Genesis 36 chronicles Esau, or Edom, and his family. As Douglas Stuart and Gordon Fee point out in The Bible Book by Book there is a repeating pattern in Genesis where the older son is not ignored, but only has their story summarized. Esau’s people, the Edomites will be on Israel’s border and threaten God’s chosen people and the Promise Land for some time to come. In many ways Chapter 36 seems to clean up this loose end as approach Joseph’s life.

Genesis 38 (I will end with 37) is a rather non-complimentary chapter. After reading the chapter it is with some curiosity that Jesus is referred to as the Lion of Judah (cf. Revelation 5:5). From Judah’s line will come King David, and therefore Jesus. In a few chapters Judah will show repentance, but for now this chapter is remarkably depressing, and unnecessarily detailed. At this point in the Old Testament do you want to ask, “Do these men actually ever look at these women before they have sex with them?” Time and time again in Genesis men seem to succumb to their sexual desires and “in the morning” seemed completely surprised to find out who the women actually are. I need not repeat all that is reported in this chapter. It serves as a warning to me about how people called by God, which includes me and you, seem to behave as if we don’t even know him. It also serves again to show me that God remarkably still uses us in his plan.

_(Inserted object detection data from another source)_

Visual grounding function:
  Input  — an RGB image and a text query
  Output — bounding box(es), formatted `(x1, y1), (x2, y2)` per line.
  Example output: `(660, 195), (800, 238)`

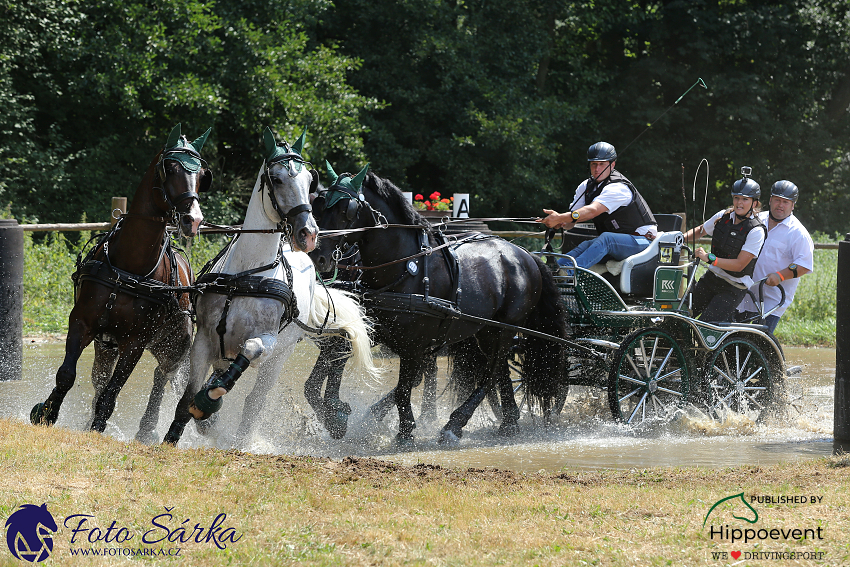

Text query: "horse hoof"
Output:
(189, 388), (224, 421)
(30, 402), (47, 425)
(437, 427), (463, 445)
(419, 409), (437, 423)
(162, 422), (186, 447)
(499, 421), (519, 437)
(30, 402), (56, 427)
(395, 433), (416, 451)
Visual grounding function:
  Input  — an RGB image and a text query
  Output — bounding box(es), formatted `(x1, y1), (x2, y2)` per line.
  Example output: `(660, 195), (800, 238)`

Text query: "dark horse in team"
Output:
(312, 165), (567, 443)
(30, 124), (212, 442)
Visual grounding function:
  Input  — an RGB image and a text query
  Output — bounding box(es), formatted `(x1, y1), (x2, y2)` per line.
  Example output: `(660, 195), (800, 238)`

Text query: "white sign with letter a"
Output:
(452, 193), (469, 219)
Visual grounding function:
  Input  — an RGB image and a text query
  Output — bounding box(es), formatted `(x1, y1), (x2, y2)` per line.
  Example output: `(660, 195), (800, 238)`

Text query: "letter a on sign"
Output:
(452, 193), (469, 219)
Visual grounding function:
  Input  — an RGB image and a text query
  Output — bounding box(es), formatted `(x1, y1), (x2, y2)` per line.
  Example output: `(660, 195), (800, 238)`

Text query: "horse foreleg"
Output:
(439, 333), (519, 443)
(91, 340), (144, 433)
(30, 318), (93, 425)
(86, 341), (118, 429)
(162, 333), (216, 445)
(189, 333), (277, 420)
(232, 342), (295, 448)
(420, 354), (437, 423)
(369, 360), (428, 421)
(136, 326), (192, 444)
(394, 356), (422, 445)
(304, 337), (351, 439)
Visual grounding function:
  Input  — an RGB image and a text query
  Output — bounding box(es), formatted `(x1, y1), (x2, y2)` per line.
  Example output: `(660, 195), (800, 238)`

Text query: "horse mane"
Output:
(363, 171), (431, 227)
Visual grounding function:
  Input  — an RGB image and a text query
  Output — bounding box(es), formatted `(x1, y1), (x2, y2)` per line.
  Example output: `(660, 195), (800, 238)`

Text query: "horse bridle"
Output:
(260, 142), (319, 230)
(313, 184), (387, 262)
(154, 147), (212, 224)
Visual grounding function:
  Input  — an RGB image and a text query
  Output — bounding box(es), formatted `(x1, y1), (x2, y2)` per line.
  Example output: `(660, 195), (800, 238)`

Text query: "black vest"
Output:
(579, 169), (658, 234)
(711, 213), (767, 278)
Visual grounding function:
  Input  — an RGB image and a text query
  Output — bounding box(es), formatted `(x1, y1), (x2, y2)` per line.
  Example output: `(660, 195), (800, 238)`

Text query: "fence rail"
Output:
(13, 219), (838, 250)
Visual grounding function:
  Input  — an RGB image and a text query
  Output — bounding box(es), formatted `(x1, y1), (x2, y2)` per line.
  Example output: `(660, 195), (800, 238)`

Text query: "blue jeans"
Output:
(735, 311), (779, 333)
(558, 232), (649, 268)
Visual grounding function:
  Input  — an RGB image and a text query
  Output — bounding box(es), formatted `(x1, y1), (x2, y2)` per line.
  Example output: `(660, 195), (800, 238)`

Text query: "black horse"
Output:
(312, 167), (567, 442)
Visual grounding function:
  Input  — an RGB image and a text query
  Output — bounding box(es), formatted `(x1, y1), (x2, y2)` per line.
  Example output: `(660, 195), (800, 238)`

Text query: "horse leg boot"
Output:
(189, 358), (251, 420)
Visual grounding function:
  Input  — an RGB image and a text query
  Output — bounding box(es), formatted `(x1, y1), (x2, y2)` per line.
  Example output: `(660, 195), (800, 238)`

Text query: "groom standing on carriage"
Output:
(537, 142), (658, 268)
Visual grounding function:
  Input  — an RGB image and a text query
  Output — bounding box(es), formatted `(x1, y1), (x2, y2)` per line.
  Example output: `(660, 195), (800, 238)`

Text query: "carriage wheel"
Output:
(705, 337), (773, 420)
(608, 328), (688, 425)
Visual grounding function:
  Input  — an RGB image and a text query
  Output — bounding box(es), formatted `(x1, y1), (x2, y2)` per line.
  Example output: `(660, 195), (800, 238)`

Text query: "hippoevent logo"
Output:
(702, 492), (825, 560)
(6, 503), (58, 563)
(6, 503), (243, 563)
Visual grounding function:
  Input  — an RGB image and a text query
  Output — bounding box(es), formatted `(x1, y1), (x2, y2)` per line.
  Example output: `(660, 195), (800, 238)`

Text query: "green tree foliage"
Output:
(0, 0), (377, 226)
(0, 0), (850, 231)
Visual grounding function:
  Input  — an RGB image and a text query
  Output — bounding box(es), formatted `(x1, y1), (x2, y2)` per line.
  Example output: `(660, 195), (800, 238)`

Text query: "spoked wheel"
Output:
(705, 337), (773, 420)
(608, 328), (688, 425)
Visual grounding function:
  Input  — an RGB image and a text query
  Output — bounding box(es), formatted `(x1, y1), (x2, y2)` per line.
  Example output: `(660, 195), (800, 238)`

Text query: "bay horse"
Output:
(165, 127), (377, 447)
(30, 124), (212, 442)
(313, 164), (567, 446)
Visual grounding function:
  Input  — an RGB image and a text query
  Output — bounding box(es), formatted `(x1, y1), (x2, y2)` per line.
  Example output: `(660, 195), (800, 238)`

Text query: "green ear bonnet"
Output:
(162, 123), (212, 173)
(325, 160), (369, 209)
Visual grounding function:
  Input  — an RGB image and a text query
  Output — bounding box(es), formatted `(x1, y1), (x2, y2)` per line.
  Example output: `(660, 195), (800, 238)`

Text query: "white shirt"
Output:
(738, 211), (815, 317)
(702, 210), (764, 289)
(572, 179), (658, 240)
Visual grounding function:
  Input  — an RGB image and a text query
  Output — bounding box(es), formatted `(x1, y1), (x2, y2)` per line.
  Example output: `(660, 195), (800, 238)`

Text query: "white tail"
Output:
(308, 288), (381, 377)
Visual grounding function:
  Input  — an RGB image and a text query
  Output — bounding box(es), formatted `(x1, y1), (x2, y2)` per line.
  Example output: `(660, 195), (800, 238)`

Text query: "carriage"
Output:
(313, 173), (796, 442)
(513, 215), (800, 425)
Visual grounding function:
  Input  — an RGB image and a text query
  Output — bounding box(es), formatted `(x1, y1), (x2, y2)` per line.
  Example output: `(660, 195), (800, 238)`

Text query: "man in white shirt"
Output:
(736, 180), (815, 333)
(538, 142), (658, 268)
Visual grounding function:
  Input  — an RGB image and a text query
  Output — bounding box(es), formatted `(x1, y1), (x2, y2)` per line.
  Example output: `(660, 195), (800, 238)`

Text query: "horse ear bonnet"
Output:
(310, 169), (319, 193)
(160, 124), (212, 175)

Genesis 37 presents us with a dreamer, a teenage dreamer. Picture your teenage younger brother telling you some day you will serve him. I have an older brother and I can tell you the response is predictable. Of course in this situation the response almost cost Joseph his life. In the middle of this passage we see Rueben the oldest trying to intercede and prevent Joseph’s death. The passage ends with Jacob’s heart breaking. The next time we meet Joseph we will meet a different person, someone certainly who is not a braggart.

Matthew 10:21-42 begins with “brother will deliver brother over to death…Jesus is not at all talking about what we just read in Genesis 37, but it is a curious coincidence. Jesus is talking about the cost of following him. He pointedly notes that he has not come to “make it all better”, but he does speak of rewards.

As I come to the close of these readings I feel as if I am poised for something more. Part of this may be that I know what is next; Joseph in Egypt. In Joseph we will come in contact with both an amazing person and we will come into closer contact with our amazing God. Yet before all this, Jesus words ring in my ears, and the details of Genesis 35, 36 & 37 hang in the air…am I ready and set?